Combine this fall in average tariffs per minute (for Bharti-Airtel, these fell from 65 paise a minute in Q1 last year to 58 paise in Q1 this year) with the fall in the talk-time of each user, and the impact is even more dramatic—for Bharti-Airtel, the monthly average revenue per user (ARPU) fell from Rs 350 to Rs 278 (21 per cent versus 11 per cent for tariff rates) in the same period; per minute tariffs fell 12 per cent for Reliance Communications and ARPU 25 per cent; it was 16 and 26 per cent, respectively, for Vodafone; 11 and 17 per cent for Idea Cellular. On an average, according to a Bank of America-Merrill Lynch report, ARPUs in India fell 23 per cent on a Q1-to-Q1 basis in the last one year—this was the largest fall in the world—as compared to a fall of 1-2 per cent in markets like the US and the UK, and 5 per cent in China. SMSs, to give an instance of the area where telcos had a significant cushion, are now available for 7-8 paise each if you buy a lakh SMSs—30-40 per cent of all SMSs today are these ultra-discounted ones. Not surprising then, that firms such as Bharti have been downgraded to ‘underperform’ by analysts like Macquarie just a few days ago.

More worrying are the matters Sarma has pending; matters, it would appear, he thinks are less important than cutting the already bare basic tariffs. While there are issues like port charges and making all licence fees uniform, top on that list is the Subodh Kumar report which, in a nutshell, says the government has to stop doling out 2G spectrum on the basis of the number of subscribers a firm has. This has huge implications.
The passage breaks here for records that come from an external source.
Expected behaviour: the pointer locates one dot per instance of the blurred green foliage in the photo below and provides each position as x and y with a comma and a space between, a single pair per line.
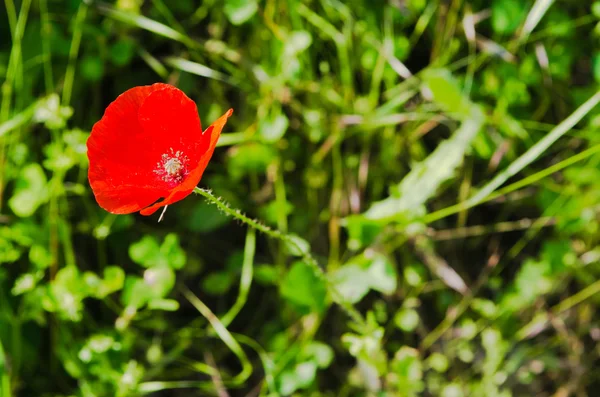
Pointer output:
437, 159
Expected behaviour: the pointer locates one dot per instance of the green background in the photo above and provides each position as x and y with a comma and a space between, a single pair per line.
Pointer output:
428, 171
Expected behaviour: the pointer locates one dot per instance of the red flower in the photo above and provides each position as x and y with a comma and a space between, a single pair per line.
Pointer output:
149, 145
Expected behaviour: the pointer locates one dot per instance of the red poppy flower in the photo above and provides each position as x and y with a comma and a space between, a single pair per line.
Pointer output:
149, 145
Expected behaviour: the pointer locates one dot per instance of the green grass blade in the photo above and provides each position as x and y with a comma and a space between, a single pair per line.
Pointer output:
148, 24
224, 334
246, 279
198, 69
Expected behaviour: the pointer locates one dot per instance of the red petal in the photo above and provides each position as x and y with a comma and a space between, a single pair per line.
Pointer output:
192, 180
127, 144
118, 179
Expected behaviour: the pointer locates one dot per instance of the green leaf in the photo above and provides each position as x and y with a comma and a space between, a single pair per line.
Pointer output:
172, 252
382, 274
218, 283
422, 182
297, 245
251, 157
169, 305
159, 280
240, 11
114, 279
352, 282
92, 68
447, 93
206, 218
301, 287
122, 52
31, 191
320, 353
507, 15
297, 42
362, 273
407, 320
145, 252
273, 128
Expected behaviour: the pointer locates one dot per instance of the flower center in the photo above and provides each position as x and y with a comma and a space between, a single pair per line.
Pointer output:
172, 167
Today, by offering virtually zero tariffs, firms are getting in subscribers by the lakhs and, by virtue of these subscribers, are becoming eligible for extra spectrum—their low tariffs, meanwhile, ensure the government share of their revenue is negligible!
 

WHERE’S THE FAT?
(Revenues per minute are falling for each operator)
  2007-08 2008-09 2009-10
Q2 Q3 Q4 Q1 Q2 Q3 Q4 Q1 Q2 Q3 Q4
Bharti Airtel 0.78 0.76 0.7 0.65 0.63 0.64 0.63 0.58 0.56 0.47 0.46
Reliance Comm 0.74 0.76 0.74 0.66 0.64 0.61 0.6 0.58 - - -
Vodafone Essar 0.97 0.91 0.9 0.89 0.84 0.84 0.82 0.75 - - -
Idea Cellular 0.8 0.74 0.7 0.65 0.62 0.64 0.63 0.58 0.56 0.46 0.44
Tata Tele (Maha) 0.74 0.81 0.84 0.63 0.62 0.61 0.57 0.53 - - -
Source: Macquarie Research Equities
Tariffs for Q2-Q4 2009-10 projected

Not moving fast on the Subodh Kumar report gives the telecom ministry more wiggle room to allocate some extra spectrum for free to chosen firms. It also gives it more discretion when it comes to approving mergers. And not moving on the uniform licence fees allows dishonest telcos to disguise one set to revenues as another to pay lower licence fees.

Sarma’s track record so far has been quite poor. He needs to fix it. For both himself as well as the telecom sector.